Ou bien, nous nous faisons érudits. En matière d’art, l’érudition est une sorte de défaite : elle éclaire ce qui n’est point le plus délicat, elle approfondit ce qui n’est point essentiel. Elle substitue ses hypothèses à la sensation, sa mémoire prodigieuse à la présence de la merveille ; et elle annexe au musée immense une bibliothèque illimitée. Vénus changée en document.
Je sors la tête rompue, les jambes chancelantes, de ce temple des plus nobles voluptés. L’extrême fatigue, parfois, s’accompagne d’une activité presque douloureuse de l’esprit. Le magnifique chaos du musée me suit et se combine au mouvement de la vivante rue. Mon malaise cherche sa cause. Il remarque ou il invente, je ne sais quelle relation entre cette confusion qui l’obsède et l’état tourmenté des arts de notre temps.
Nous sommes, et nous nous mouvons dans le même vertige du mélange, dont nous infligeons le supplice à l’art du passé.
Je perçois tout à coup une vague clarté.
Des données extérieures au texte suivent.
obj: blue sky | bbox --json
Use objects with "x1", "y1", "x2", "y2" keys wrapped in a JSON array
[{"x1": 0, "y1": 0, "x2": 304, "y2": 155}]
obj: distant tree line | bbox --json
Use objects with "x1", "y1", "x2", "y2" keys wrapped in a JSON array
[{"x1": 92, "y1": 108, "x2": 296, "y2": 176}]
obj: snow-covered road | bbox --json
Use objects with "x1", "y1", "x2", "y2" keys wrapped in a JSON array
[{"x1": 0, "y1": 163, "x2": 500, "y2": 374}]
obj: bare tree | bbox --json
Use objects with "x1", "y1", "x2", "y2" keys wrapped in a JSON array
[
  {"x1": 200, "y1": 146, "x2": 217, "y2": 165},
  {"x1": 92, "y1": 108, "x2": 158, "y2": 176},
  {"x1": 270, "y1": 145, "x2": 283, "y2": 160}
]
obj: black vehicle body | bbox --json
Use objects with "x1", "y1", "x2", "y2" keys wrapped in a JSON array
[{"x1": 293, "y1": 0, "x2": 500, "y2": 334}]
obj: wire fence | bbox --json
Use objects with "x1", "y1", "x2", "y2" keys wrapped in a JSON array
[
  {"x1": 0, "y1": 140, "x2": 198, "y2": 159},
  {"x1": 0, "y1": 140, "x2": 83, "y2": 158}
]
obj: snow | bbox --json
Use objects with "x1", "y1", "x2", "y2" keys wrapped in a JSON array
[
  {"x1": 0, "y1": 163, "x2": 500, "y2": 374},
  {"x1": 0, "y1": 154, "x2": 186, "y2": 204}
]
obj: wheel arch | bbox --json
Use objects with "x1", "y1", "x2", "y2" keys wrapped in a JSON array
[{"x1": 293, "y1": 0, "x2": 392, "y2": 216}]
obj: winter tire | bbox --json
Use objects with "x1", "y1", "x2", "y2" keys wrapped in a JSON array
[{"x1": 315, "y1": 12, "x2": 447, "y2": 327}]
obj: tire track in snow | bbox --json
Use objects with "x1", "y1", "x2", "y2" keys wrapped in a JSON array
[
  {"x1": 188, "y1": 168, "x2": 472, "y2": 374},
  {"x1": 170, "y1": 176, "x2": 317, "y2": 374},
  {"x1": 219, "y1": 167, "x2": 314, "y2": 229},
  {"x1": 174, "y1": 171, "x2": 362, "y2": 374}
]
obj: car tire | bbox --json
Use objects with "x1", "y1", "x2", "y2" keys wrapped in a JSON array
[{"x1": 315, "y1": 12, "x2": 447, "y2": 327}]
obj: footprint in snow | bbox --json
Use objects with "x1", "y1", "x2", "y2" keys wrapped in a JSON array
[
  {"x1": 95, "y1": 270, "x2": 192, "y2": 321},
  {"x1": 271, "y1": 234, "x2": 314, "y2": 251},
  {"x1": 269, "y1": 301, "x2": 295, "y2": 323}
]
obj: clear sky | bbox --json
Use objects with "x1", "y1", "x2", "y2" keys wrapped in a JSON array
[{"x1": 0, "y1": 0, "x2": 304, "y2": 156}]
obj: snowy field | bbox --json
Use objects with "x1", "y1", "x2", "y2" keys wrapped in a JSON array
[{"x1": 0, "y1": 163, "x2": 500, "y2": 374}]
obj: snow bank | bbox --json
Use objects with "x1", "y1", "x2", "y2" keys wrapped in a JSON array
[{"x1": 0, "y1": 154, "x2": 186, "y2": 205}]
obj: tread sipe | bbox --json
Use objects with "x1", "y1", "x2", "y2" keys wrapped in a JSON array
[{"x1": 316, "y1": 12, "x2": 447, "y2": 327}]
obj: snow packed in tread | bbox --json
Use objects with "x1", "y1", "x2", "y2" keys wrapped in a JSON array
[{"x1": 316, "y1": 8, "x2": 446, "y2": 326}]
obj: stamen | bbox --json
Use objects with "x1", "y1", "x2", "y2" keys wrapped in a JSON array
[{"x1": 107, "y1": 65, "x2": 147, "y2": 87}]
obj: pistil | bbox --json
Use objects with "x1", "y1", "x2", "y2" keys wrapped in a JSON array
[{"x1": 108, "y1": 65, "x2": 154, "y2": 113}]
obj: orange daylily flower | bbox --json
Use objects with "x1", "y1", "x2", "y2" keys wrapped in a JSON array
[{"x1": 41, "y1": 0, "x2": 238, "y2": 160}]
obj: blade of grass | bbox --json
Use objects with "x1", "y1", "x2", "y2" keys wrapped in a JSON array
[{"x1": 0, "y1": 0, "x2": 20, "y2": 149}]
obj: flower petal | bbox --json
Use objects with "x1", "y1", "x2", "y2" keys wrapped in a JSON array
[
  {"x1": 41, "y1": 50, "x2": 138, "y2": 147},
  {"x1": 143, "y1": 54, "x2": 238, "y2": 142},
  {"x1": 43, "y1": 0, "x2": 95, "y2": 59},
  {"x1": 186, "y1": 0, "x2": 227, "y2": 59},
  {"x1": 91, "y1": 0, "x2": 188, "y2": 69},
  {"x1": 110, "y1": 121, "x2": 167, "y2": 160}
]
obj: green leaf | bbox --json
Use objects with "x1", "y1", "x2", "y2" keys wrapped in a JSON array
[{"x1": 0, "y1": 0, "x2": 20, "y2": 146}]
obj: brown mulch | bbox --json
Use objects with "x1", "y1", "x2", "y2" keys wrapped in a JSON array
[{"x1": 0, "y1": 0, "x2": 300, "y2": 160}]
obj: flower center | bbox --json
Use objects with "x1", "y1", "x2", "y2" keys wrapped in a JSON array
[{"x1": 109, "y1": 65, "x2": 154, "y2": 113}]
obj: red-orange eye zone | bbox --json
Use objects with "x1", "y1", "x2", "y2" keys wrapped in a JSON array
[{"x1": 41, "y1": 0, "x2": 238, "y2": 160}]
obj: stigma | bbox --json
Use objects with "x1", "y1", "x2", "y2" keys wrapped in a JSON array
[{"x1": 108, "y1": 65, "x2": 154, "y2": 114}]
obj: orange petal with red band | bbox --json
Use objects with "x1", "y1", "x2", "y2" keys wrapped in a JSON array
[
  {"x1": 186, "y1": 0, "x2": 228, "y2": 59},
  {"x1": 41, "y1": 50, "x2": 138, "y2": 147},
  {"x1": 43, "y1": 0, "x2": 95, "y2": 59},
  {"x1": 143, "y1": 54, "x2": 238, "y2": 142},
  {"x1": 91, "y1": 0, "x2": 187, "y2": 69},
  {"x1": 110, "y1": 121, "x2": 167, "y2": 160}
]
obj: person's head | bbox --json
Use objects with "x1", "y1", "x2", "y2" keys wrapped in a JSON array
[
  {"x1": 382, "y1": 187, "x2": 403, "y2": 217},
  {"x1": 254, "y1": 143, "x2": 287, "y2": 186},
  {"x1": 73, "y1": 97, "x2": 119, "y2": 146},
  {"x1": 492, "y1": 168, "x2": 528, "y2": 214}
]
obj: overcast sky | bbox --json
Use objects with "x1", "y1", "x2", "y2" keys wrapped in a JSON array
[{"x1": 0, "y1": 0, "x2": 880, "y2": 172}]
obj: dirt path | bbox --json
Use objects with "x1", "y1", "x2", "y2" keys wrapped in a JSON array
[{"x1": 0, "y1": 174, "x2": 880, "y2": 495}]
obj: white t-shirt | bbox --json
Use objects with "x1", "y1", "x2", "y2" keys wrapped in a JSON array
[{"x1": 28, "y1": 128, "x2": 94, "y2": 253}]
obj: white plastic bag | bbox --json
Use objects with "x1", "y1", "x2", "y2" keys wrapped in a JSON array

Une réponse s’essaye en moi, se détache peu à peu de mes impressions, et demande à se prononcer. Peinture et Sculpture, me dit le démon de l’Explication, ce sont des enfants abandonnés. Leur mère est morte, leur mère Architecture. Tant qu’elle vivait, elle leur donnait leur place, leur emploi, leurs contraintes. La liberté d’errer leur était refusée. Ils avaient leur espace, leur lumière bien définie, leurs sujets, leurs alliances… Tant qu’elle vivait, ils savaient ce qu’ils voulaient…
– Adieu, me dit cette pensée, je n’irai pas plus loin.
Paul Valéry
- Valéry. 1923. Oeuvres II. La Pléiade, p.1290 à 1293.